Sookie and Sam go to Claude’s strip club, Hooligans, to confront him and Dermot about why Sookie is feeling more and more fae—what’s up with that? There she meets Bellenos, her first elf. Her kin promise to fill her in when they come home that night—which conveniently doesn’t happen.
Business is down at Merlotte’s. Sookie suspects that it has something to do with the shifters coming out, and Sam’s true nature being revealed, and also the opening of a rival bar—Vic’s Redneck Roadhouse. Then Eric says he wants to take her to a new dance club between Bon Temps and Shreveport that Victor (the Louisiana proxy for Felipe, King of Nevada, Arkansas and Louisiana) has just opened. This can’t be good. Victor knows they killed his minions, even if he can’t prove it. He’s a dangerous vamp.
Pam is upset because her lover, Miriam, is dying, and she can’t get permission to bring her over, because Victor is withholding his permission just because he’s cruel that way.
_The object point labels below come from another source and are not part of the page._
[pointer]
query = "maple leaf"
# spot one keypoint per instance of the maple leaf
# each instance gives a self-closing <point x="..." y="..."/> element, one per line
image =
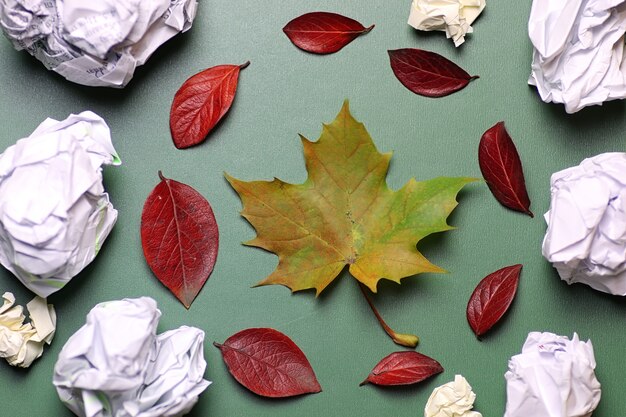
<point x="345" y="214"/>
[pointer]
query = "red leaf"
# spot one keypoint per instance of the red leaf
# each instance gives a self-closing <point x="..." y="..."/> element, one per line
<point x="427" y="73"/>
<point x="323" y="32"/>
<point x="502" y="169"/>
<point x="268" y="363"/>
<point x="179" y="237"/>
<point x="201" y="102"/>
<point x="403" y="368"/>
<point x="492" y="298"/>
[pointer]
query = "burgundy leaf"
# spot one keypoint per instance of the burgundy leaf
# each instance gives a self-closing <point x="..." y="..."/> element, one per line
<point x="323" y="32"/>
<point x="268" y="363"/>
<point x="492" y="298"/>
<point x="179" y="237"/>
<point x="403" y="368"/>
<point x="502" y="169"/>
<point x="427" y="73"/>
<point x="201" y="102"/>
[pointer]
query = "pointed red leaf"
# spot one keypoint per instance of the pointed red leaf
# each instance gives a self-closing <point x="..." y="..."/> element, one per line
<point x="201" y="102"/>
<point x="179" y="237"/>
<point x="323" y="32"/>
<point x="268" y="363"/>
<point x="502" y="169"/>
<point x="492" y="298"/>
<point x="403" y="368"/>
<point x="427" y="73"/>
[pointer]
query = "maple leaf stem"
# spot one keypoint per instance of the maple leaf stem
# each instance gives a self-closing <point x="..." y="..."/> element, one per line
<point x="402" y="339"/>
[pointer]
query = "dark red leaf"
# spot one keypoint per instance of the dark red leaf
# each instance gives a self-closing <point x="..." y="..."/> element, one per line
<point x="492" y="298"/>
<point x="268" y="363"/>
<point x="201" y="102"/>
<point x="323" y="32"/>
<point x="502" y="169"/>
<point x="403" y="368"/>
<point x="427" y="73"/>
<point x="179" y="237"/>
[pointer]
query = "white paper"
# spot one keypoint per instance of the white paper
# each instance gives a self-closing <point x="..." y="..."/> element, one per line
<point x="454" y="399"/>
<point x="451" y="16"/>
<point x="117" y="366"/>
<point x="578" y="56"/>
<point x="54" y="213"/>
<point x="586" y="236"/>
<point x="95" y="43"/>
<point x="21" y="343"/>
<point x="552" y="377"/>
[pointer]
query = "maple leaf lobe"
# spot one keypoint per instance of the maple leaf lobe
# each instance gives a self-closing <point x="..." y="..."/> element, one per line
<point x="345" y="214"/>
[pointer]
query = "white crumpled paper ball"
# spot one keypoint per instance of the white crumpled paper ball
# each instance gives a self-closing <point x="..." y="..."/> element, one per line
<point x="54" y="213"/>
<point x="586" y="236"/>
<point x="454" y="17"/>
<point x="95" y="43"/>
<point x="579" y="51"/>
<point x="454" y="399"/>
<point x="21" y="343"/>
<point x="552" y="377"/>
<point x="117" y="366"/>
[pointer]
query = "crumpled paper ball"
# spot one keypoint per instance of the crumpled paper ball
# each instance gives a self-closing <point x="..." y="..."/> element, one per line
<point x="552" y="377"/>
<point x="21" y="343"/>
<point x="454" y="399"/>
<point x="117" y="366"/>
<point x="586" y="236"/>
<point x="451" y="16"/>
<point x="95" y="43"/>
<point x="579" y="47"/>
<point x="54" y="213"/>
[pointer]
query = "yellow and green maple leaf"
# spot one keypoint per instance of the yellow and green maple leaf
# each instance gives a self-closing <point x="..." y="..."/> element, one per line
<point x="345" y="214"/>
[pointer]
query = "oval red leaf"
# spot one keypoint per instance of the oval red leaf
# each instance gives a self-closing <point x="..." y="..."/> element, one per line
<point x="268" y="363"/>
<point x="201" y="102"/>
<point x="323" y="32"/>
<point x="403" y="368"/>
<point x="502" y="169"/>
<point x="427" y="73"/>
<point x="179" y="237"/>
<point x="492" y="298"/>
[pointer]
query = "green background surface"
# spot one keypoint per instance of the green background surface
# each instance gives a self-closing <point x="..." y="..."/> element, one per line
<point x="285" y="92"/>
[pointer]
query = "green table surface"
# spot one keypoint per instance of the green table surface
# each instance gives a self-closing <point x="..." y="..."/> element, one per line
<point x="285" y="92"/>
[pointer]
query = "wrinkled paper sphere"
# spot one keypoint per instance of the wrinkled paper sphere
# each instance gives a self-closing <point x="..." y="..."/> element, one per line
<point x="54" y="213"/>
<point x="454" y="399"/>
<point x="552" y="377"/>
<point x="95" y="43"/>
<point x="586" y="236"/>
<point x="579" y="51"/>
<point x="117" y="366"/>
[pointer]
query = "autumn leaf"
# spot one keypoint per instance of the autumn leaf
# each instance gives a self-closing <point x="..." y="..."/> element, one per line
<point x="180" y="238"/>
<point x="345" y="214"/>
<point x="403" y="368"/>
<point x="268" y="363"/>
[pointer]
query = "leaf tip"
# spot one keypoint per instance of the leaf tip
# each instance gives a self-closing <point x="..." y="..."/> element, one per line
<point x="345" y="108"/>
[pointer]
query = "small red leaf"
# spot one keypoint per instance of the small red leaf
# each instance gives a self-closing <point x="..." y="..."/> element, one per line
<point x="201" y="102"/>
<point x="268" y="363"/>
<point x="323" y="32"/>
<point x="502" y="169"/>
<point x="179" y="237"/>
<point x="492" y="298"/>
<point x="427" y="73"/>
<point x="403" y="368"/>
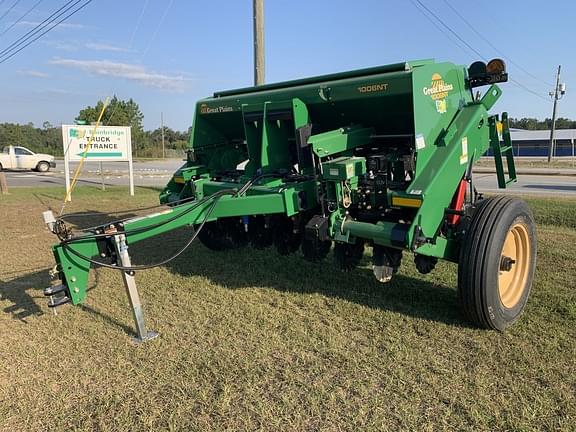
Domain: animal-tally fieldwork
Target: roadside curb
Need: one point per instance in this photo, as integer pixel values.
(530, 171)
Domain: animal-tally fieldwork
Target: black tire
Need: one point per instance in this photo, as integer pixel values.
(43, 166)
(223, 234)
(488, 300)
(284, 237)
(315, 250)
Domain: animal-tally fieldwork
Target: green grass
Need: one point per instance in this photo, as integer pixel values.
(253, 341)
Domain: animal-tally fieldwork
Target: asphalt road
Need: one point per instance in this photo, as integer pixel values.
(158, 173)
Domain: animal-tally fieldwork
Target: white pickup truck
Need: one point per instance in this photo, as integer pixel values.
(15, 157)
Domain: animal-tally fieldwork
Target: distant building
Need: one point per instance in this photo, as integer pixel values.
(536, 143)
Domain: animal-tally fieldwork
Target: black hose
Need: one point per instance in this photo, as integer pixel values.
(215, 197)
(149, 266)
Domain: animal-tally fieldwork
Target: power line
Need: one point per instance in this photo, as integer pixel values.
(40, 27)
(46, 31)
(435, 24)
(522, 86)
(9, 9)
(22, 17)
(470, 47)
(449, 29)
(495, 48)
(138, 22)
(157, 28)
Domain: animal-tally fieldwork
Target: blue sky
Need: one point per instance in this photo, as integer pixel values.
(166, 54)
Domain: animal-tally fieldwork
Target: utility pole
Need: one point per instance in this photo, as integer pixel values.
(258, 15)
(559, 88)
(162, 126)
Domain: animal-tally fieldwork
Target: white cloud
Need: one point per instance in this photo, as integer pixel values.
(61, 25)
(104, 47)
(32, 73)
(127, 71)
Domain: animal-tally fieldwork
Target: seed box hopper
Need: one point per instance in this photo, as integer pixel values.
(378, 158)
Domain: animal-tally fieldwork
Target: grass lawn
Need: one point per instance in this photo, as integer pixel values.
(254, 341)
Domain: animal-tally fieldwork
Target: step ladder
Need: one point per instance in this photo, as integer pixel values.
(502, 148)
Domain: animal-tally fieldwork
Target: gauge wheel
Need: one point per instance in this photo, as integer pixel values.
(497, 262)
(43, 167)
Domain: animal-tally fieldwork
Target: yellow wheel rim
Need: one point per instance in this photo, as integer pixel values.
(514, 265)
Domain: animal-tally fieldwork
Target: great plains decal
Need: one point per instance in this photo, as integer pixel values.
(438, 91)
(205, 109)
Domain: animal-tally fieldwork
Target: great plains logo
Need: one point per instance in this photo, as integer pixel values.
(373, 88)
(438, 88)
(205, 109)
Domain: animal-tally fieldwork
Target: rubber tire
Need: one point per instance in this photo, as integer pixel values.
(43, 166)
(347, 256)
(479, 262)
(222, 234)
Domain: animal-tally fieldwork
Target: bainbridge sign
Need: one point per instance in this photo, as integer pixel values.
(101, 144)
(110, 143)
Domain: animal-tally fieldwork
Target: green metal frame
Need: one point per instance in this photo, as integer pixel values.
(426, 102)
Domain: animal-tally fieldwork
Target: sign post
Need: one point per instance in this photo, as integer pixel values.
(109, 144)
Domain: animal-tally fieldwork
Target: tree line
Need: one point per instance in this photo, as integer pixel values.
(535, 124)
(48, 138)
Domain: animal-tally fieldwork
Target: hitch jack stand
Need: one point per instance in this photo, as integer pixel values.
(130, 283)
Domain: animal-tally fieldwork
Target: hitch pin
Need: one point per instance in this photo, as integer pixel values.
(53, 274)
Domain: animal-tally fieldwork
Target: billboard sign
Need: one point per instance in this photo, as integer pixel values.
(109, 144)
(101, 144)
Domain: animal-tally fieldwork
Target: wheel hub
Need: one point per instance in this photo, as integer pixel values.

The visit to his new club is more of a command performance, meant to show Eric his place in the scheme of things. By the time they leave the club, they’ve decided—Victor must die. The only question that remains is how.
Commentary:
As always, this book has what you’ve come to expect in a Sookie Stackhouse novel—it’s chock full of Sookie goodness and the tangled threads of her complicated life. Her relationship with Eric is getting rocky, while his with Pam is downright contentious. With Amelia’s aid, and without thinking it through too much, Sookie does something which may or may not prove to be a good idea. She isn’t really happy to figure out what the beef is between Eric and Pam, and what it will mean to their own relationship, if he doesn’t do something about it. As if she needs more on her plate, Sandra Pelt, the crazed lunatic who’s convinced Sookie killed her sister Debbie (well, she did) is on the loose and gunning for Sookie. Sookie learns things about her late grandmother that blow her mind. She receives what might be a very powerful gift. She has a naked encounter with Bill Compton. And she is hosting a baby shower for Tara, who is carrying twins. Dermot is fixing up the attic, to her surprise. She didn’t quite see him as the dyi type. And an old friend, never forgotten, makes a spectacular reappearance!
I love Sookie more and more with each volume, she is the best heroine ever—she transcends even the lovely gentlemen in her life for being interesting, much as I love Bill and Eric. She is just so very sweet and genuine—she makes me wish I could be her friend. Also in this volume, we learn a great deal about the circumstances surrounding her gift. Sookie has a great deal to think about. And decisions to make.
The writing is excellent as always, fast-paced, dramatic and always moving. You’ll just keep turning the pages until there are no more to turn. Can’t wait to see the next one! A definite must-have for the Sookie-phile!